Had I stopped there I would have been very satisfied. I am well on my way to developing the ability to create high resolution aerial photos of whatever I like. But then in my readings I came across something called “Structure From Motion” (SFM). This is a technique, only a few years old, which can create a 3D model of an object from a series of individual photographs taken by a camera with known settings. In essence, it uses serious computer horsepower to look at craploads of images, finds common markers in the images, and looks at how these markers change with respect to each other as the camera viewpoint changes and creates a 3D model from this. It turns a camera into a poor man’s laser scanner. I don’t pretend to understand how it works, but I suspect it was reverse engineered from alien Roswell technology.
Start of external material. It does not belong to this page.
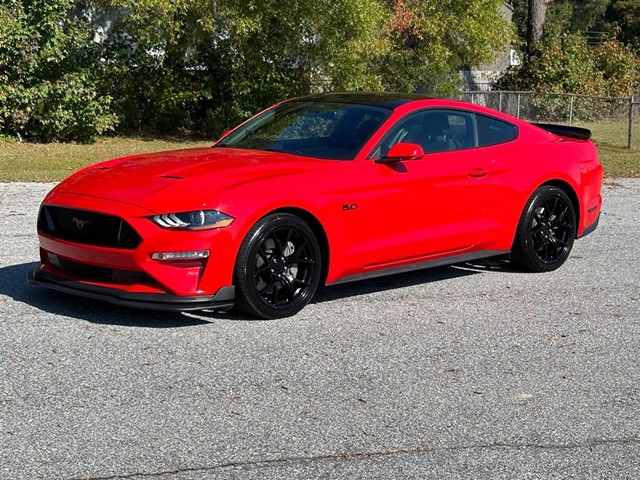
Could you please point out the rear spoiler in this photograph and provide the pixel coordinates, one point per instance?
(566, 131)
A few things make this a fantastically attractive proposition. The first is there’s free open source software to do this, VisualSFM. The second is that it doesn’t require high precision (expensive) photogrammetric cameras. Cheap point and shoots like my Canon A2200 will work quite fine. And finally, while it was originally conceived to make 3D representations of objects, it will also work well when used on terrain features. This.Could.Be.Interesting!
So I selected the 124 Samuelson images and dumped them into VisualSFM without really knowing what I was doing (Read the manual??! Why??). About 30 minutes of computer chomping later, out pops a pretty cool 3D surface. Now just doing a screen grab of the surface really wouldn’t give a good representation of its scrumptious 3Dness, so below is a short video clip of the Samuelson’s Rocks model being rotated around. I think the holes in the surface are due to areas of shadow. I deliberately took early morning shots when the Sun was low to enhance features and bring out the terrain in the images. Turns out this is not what you want when doing a SFM model. High Noon with full lighting is better. Go figure.
So considering this was done with a cheapo Canon with no ground control whatsoever, I think it’s a pretty impressive result. If I add the known scaling of a few points in the model I can then create a scaled 3D model and wrap the aerial photo over the surface. But I’m still figuring that out.